I have been thinking quite a bit about the latter definition and I have a theory that the behavior displayed by the female human cougar happens more by accident than anything else.  Let me explain.

While I am certain that there are a number of older single women who may consciously dress in what may be age inappropriate garb and head out to the bars to fetch themselves a younger fellow (and in Hollywood I have certainly borne witness to this phenomenon), I suspect that oft times women just commit the gentle and unwitting crime of chronological anachronism.  I shall explain further.

In my head, I am about 24.  I have been about 24 since I was 14 and for about a year in my mid twenties I was actually 24.  The fact that I passed the milestone some time ago has had little effect on my self perception.  A couple of weeks ago I was having lunch with my friend Camielle in a little restaurant near our office.  The waiter was an amusing fellow of about 25 who told us that he was having one of those days when he was just going to “let everything slide” and not get too worked up if things went poorly. Funny info to get from someone who is about to bring you food.  This waiter was wry and witty and I liked him in the sense that he seemed like someone who would be my friend.   I mentioned to Camielle that although I KNEW intellectually that this gent was quite a bit younger than me I emotionally interpreted him as a peer.  My companion went a bit pale I think for fear that I may embarrass her and make some kind of ham fisted pass at the poor lad.  “Oh no!  No, not at all.  Not even close.  No to the Nth power.  No to the nano second.” Camielle said.  “Certainly not”  She went on, lest I miss her point.  “Emphatically not. Googolplex plus not. No way.  Never.  Nein!”  I let my mind wander, musing over my salad whilst Camielle proved herself a veritable thesaurus of negative terminology.

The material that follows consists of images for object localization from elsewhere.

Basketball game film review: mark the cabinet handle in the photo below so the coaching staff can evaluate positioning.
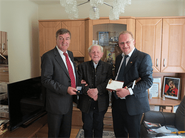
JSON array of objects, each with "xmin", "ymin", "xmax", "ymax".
[
  {"xmin": 3, "ymin": 70, "xmax": 8, "ymax": 72},
  {"xmin": 163, "ymin": 59, "xmax": 166, "ymax": 67},
  {"xmin": 156, "ymin": 59, "xmax": 158, "ymax": 67}
]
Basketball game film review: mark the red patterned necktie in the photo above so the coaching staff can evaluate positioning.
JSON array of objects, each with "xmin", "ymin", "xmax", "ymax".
[{"xmin": 63, "ymin": 52, "xmax": 76, "ymax": 88}]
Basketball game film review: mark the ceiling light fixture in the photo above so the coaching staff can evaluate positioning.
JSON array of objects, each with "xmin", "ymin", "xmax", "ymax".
[{"xmin": 60, "ymin": 0, "xmax": 131, "ymax": 20}]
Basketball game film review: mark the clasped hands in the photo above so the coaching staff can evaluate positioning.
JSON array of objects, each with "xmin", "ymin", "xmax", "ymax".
[{"xmin": 81, "ymin": 80, "xmax": 98, "ymax": 101}]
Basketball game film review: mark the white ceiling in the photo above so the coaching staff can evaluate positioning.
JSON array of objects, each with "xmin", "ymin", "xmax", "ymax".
[
  {"xmin": 30, "ymin": 0, "xmax": 147, "ymax": 5},
  {"xmin": 30, "ymin": 0, "xmax": 89, "ymax": 5}
]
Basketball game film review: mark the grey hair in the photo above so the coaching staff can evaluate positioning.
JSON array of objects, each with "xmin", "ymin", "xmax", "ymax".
[{"xmin": 88, "ymin": 44, "xmax": 104, "ymax": 53}]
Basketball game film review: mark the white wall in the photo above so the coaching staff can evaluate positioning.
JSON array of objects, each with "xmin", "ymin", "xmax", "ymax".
[
  {"xmin": 38, "ymin": 0, "xmax": 185, "ymax": 20},
  {"xmin": 0, "ymin": 0, "xmax": 184, "ymax": 83},
  {"xmin": 1, "ymin": 0, "xmax": 39, "ymax": 83}
]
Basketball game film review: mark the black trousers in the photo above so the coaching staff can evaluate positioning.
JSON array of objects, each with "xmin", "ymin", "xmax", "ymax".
[
  {"xmin": 112, "ymin": 99, "xmax": 142, "ymax": 138},
  {"xmin": 47, "ymin": 108, "xmax": 72, "ymax": 138},
  {"xmin": 82, "ymin": 101, "xmax": 107, "ymax": 138}
]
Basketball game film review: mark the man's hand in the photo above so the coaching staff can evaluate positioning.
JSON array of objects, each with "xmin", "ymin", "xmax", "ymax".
[
  {"xmin": 81, "ymin": 80, "xmax": 88, "ymax": 86},
  {"xmin": 67, "ymin": 87, "xmax": 77, "ymax": 95},
  {"xmin": 87, "ymin": 88, "xmax": 98, "ymax": 101},
  {"xmin": 116, "ymin": 88, "xmax": 130, "ymax": 98}
]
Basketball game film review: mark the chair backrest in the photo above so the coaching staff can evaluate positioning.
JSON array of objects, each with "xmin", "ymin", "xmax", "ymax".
[{"xmin": 175, "ymin": 96, "xmax": 185, "ymax": 131}]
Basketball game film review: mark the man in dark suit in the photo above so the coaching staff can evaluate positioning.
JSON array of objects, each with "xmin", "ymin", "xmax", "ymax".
[
  {"xmin": 112, "ymin": 31, "xmax": 153, "ymax": 138},
  {"xmin": 41, "ymin": 28, "xmax": 77, "ymax": 138},
  {"xmin": 78, "ymin": 44, "xmax": 112, "ymax": 137}
]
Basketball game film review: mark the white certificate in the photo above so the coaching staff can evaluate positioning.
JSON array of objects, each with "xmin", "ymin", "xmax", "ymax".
[{"xmin": 106, "ymin": 79, "xmax": 124, "ymax": 91}]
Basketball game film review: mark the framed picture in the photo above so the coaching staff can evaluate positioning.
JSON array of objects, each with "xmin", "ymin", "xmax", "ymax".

I think this sort of thing happens all the time.  I know a 25 year old is not an appropriate age for someone like me in a partnership situation and to be perfectly honest I have no interest in having an affair with a significantly younger man.  (I have trouble drumming up enthusiasm for a relationship with anyone my own age for that matter.)   However, I think I am younger than I am.  I dress like I am younger than I am, although not in the Hollywood version of the stiletto clad, be-miniskirted version of the older woman on the prowl.  More like hoodies and combat boots.  15 year old boy-wear.  I listen to loud music, often.  I often find myself at performances and exercise classes where I am the senior specimen by at least a decade.  Many of my friends are the same.  In fact, I had almost exactly the same experience that I had suffered poor Camielle through when I was out for dinner with Laura.  We were at the bar at Woodlot and the very knowledgeable and friendly barkeep revealed himself to be 28.  Laura agreed that she would have thought we were all about the same age.  In her HEAD where, like in my own cranium,  we are all vibrant youths frolicking in university sweats and eating ramen noodles,  not the hoary creatures that time has morphed us in to.

I am not sure what to make of this theory.  I certainly don’t anticipate making a fool of myself by actually making a pass at one of these poor innocents mostly because of my aforementioned complete lack of desire for an affair with a younger man and also the fact that flirting, like the application of mascara, seems to be a skill that has thus far eluded me.  I believe I will just continue in my role of amateur naturalist and view all cougars from a safe distance in their natural habitats.

2 Responses to “Cougars”

  1. rea says:

    You go, girl. Interesting reaction from friends, though, eh? I, too, suffer from the ‘inner thirteen year old’ syndrome. In my head, I’m up in a maple, tree, observing life from a safe distance, and journaling my head off. The mirror on the other hand tells another tale altogether.

  2. Neville says:

    I’ve often head that most men think that they are still seventeen. Given the number of dreams I have involving high-school math or geography exams for which I’ve neglected to study, and the shock with which I greet my own mirrored reflection, I may have to count myself in that category. Perhaps 24 is not such a bad age-place for you to be after all.